Privacy concerns, some RFID supporters say, are overblown. One, Mark Roberti, editor of RFID Journal, says the notion that businesses would conspire to create high-resolution portraits of people is "simply silly."
Corporations know Americans are sensitive about their privacy, he says, and are careful not to alienate consumers by violating it. Besides, "All companies keep their customer data close to the vest ... There's absolutely no value in sharing it. Zero."

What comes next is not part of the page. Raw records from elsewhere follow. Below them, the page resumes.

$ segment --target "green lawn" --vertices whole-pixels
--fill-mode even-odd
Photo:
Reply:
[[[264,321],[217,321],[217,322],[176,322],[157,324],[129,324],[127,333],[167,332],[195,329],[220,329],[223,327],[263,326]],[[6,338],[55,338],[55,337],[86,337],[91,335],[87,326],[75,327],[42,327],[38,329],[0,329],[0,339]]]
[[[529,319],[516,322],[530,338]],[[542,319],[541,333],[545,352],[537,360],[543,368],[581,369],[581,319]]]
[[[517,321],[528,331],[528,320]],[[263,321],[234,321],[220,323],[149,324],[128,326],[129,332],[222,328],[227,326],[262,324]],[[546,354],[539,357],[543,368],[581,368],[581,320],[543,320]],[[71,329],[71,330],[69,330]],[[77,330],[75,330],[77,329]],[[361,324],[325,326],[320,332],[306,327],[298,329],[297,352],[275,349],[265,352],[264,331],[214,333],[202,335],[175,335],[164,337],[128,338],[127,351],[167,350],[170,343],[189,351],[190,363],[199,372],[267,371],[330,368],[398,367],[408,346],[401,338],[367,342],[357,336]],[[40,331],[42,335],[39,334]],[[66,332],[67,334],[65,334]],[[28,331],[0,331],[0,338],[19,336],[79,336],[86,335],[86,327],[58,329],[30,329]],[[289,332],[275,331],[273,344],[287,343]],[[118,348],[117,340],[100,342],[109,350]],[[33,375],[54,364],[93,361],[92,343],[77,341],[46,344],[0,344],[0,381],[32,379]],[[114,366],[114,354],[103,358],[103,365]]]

but wait...However, "once a tagged item is associated with a particular individual, personally identifiable information can be obtained and then aggregated to develop a profile," the U.S. Government Accountability Office concluded in a 2005 report on RFID.
Federal agencies and law enforcement already buy information about individuals from commercial data brokers, companies that compile computer dossiers on millions of individuals from public records, credit applications and many other sources, then offer summaries for sale. These brokers, unlike credit bureaus, aren't subject to provisions of the Fair Credit Reporting Act of 1970, which gives consumers the right to correct errors and block access to their personal records.
IBM declined to comment for this story.
In 2002, Fleishman-Hillard produced another report for the industry that counseled RFID makers to "convey (the) inevitability of technology," and to develop a plan to "neutralize the opposition," by adopting friendlier names for radio tags such as "Bar Code II" and "Green Tag."